Dressed in a blue robe and flanked by members of the team, Rouhani called the framework agreement “the first step” for further engagement with nations across the world. “With the countries we have cold relations, we will have warm relations,” he said.
But at Tehran mosques, people interviewed prior to weekly prayers Friday made it clear that not all are happy with the proposal, which would place restrictions on Iran’s nuclear activities for more than a decade in exchange for the phase-out of economic sanctions.
One white-turbaned clergyman, who would only provide his first name, Hossian, appeared positive about a potential pact, which must still be worked into a comprehensive, binding agreement over the next three months.

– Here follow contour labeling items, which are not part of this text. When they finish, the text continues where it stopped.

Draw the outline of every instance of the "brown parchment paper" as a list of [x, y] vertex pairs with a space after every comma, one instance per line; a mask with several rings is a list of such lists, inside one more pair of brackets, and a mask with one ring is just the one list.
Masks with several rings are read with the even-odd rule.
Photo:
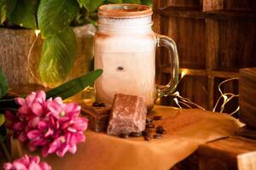
[[[155, 106], [149, 116], [154, 115], [164, 117], [163, 121], [154, 122], [167, 131], [161, 139], [119, 139], [87, 130], [86, 141], [79, 144], [74, 155], [67, 154], [62, 158], [49, 156], [44, 161], [54, 170], [166, 170], [192, 154], [199, 144], [233, 135], [242, 126], [226, 114], [195, 109]], [[15, 156], [35, 154], [16, 140], [12, 145]]]

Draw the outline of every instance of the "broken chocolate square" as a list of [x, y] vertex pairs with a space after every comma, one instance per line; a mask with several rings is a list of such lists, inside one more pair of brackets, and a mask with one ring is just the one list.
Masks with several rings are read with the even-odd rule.
[[119, 135], [141, 133], [145, 129], [147, 106], [139, 96], [116, 94], [114, 96], [108, 133]]
[[111, 106], [84, 106], [83, 113], [89, 119], [89, 128], [96, 132], [106, 132], [110, 116]]

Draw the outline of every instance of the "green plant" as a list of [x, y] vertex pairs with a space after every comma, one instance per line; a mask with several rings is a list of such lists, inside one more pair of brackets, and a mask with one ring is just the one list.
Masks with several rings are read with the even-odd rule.
[[0, 0], [0, 25], [40, 30], [44, 39], [38, 71], [48, 85], [62, 82], [73, 68], [76, 39], [71, 26], [95, 23], [106, 3], [151, 4], [152, 0]]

“If national interests, and prudence of the country require us to forget the Death to America slogan, let it be so,” he said, while waiting at the VIP gate of a mosque. “Once we were against the USA, now it serves our interests to reduce tensions with America.”
But others appeared far more reluctant to accept change.
“The negotiation team should explain to the Iranian people precisely what the framework says,” said a black-turbaned clergyman, Hamid Rouhani. “The question is whether the negotiation team has trespassed the red line.”
“Death to America is our legacy,” he continued. “We hope the USA will be demolished as the Soviet Union has been demolished.”
Between the speakers, including a senior presidential advisor who said that “whoever is against this framework is like Zionists,” a cheerleader chanted the oft-heard slogan, “Death to America, death to Israel, Death to England.”